Trade Gold Trading

How Bollinger Bands Technical Indicator Works

Bollinger Bands indicator calculations uses standard deviation to draw the bands, the default value used is 2.

Bollinger Bands Calculation

The middle Bollinger band indicator line is a simple moving average

The upper Bollinger band line is: Middle line + Standard Deviation

The lower Bollinger band line is: Middle line - Standard Deviation

Bollinger bands indicator considers the best default moving average to calculate the Bollinger bands to be 20 periods moving average and the bands are then overlaid on the chart crude price action.

Standard Deviation is a statistics concept. It originates from the notion of normal distribution. One standard deviation away from the mean either plus or minus, will enclose 67.5 % of all crude price action movement. Two standard deviations away from the mean either plus or minus, will enclose 95 % of all crude price action movement.

This is why the Bollinger Bands indicator uses the standard deviation of 2 which will enclose 95 % of all crude price action. Only 5 % of chart crude price action will be outside the 3 oil bollinger bands, this is why oil traders open or close crude trades when crude trading price hits one of the outer Bollinger Bands.

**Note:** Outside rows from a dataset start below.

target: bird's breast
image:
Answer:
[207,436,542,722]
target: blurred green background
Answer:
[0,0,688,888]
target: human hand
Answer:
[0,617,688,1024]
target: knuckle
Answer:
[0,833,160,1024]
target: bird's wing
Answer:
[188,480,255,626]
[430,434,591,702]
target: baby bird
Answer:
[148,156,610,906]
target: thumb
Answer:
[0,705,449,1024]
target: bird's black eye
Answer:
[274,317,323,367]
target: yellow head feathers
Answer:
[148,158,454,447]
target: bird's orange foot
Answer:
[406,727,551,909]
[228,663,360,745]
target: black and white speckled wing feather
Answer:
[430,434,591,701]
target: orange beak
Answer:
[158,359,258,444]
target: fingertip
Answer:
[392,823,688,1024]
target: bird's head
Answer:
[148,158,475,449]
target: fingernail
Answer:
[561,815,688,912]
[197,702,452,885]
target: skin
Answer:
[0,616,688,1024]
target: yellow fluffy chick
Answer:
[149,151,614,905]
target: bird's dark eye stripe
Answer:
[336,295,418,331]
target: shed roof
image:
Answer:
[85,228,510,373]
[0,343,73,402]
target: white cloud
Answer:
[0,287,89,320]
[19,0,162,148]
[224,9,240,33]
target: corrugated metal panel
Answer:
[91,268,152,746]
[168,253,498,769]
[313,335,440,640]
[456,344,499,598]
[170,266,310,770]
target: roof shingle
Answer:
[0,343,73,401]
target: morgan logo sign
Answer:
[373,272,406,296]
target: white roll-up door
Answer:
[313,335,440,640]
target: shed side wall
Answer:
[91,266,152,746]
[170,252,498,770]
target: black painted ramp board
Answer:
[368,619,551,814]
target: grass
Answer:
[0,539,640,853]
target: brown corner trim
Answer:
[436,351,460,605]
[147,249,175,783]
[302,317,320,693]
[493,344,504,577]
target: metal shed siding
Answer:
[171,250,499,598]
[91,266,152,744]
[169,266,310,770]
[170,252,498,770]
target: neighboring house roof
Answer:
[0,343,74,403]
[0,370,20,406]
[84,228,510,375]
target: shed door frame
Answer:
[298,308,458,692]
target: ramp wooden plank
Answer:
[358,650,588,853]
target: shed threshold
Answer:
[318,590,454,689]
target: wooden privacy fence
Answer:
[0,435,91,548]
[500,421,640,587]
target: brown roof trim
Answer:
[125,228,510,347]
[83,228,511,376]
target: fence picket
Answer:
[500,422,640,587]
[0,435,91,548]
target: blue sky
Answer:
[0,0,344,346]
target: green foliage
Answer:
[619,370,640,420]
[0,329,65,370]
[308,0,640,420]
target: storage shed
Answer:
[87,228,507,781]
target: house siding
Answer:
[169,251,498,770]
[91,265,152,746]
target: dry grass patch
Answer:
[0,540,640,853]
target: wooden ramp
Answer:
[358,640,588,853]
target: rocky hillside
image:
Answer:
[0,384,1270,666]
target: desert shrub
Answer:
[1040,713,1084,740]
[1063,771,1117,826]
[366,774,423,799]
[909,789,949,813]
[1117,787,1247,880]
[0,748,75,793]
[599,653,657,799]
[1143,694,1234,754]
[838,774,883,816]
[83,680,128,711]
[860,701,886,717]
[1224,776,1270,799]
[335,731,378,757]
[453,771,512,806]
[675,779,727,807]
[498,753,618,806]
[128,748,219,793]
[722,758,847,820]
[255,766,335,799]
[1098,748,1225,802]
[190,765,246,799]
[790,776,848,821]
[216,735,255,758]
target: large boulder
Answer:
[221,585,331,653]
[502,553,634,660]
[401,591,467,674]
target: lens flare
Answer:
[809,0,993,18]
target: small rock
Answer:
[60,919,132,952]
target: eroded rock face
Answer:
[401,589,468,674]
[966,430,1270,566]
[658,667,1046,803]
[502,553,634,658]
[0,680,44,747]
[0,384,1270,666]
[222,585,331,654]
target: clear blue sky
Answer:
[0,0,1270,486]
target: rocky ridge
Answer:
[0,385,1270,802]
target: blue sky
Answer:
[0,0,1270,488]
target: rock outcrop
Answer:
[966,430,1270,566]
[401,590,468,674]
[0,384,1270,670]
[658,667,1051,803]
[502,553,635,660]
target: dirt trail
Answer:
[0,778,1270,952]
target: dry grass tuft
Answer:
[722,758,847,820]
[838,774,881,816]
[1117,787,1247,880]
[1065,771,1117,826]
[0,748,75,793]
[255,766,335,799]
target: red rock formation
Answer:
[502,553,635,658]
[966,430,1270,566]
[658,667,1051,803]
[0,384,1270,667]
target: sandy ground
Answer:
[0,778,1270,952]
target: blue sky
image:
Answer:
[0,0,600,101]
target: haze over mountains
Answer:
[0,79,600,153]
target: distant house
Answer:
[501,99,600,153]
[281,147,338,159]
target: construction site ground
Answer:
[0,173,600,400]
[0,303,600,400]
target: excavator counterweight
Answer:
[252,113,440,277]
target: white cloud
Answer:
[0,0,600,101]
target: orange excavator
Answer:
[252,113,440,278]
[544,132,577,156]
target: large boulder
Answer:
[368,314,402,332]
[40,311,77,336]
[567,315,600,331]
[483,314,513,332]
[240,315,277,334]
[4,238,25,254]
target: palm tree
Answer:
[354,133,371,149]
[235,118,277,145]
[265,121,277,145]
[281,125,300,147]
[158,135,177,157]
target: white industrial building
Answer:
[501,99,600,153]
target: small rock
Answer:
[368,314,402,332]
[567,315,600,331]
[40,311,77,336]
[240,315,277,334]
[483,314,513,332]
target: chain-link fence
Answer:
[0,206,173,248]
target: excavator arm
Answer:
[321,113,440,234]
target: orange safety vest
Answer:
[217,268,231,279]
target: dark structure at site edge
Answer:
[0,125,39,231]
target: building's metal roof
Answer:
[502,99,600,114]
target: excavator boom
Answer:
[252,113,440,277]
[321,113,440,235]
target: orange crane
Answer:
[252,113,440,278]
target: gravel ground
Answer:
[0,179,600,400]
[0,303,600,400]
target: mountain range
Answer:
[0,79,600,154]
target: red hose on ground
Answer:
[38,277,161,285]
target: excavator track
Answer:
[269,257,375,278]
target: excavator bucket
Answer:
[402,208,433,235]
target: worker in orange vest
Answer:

The Bollinger Bands indicator main function is to measure crude price action volatility. What the Bollinger bands upper and lower limits try to do is to confine crude price action of up to 95 percent of the possible closing prices.

Bollinger Bands indicator compares the current closing crude trading price with the moving average of the closing crude trading price. The difference between these two crude trading prices is the volatility of the current crude trading price compared to the moving average. The crude trading price volatility will increase or decrease the standard deviation of the bollinger bands indicator.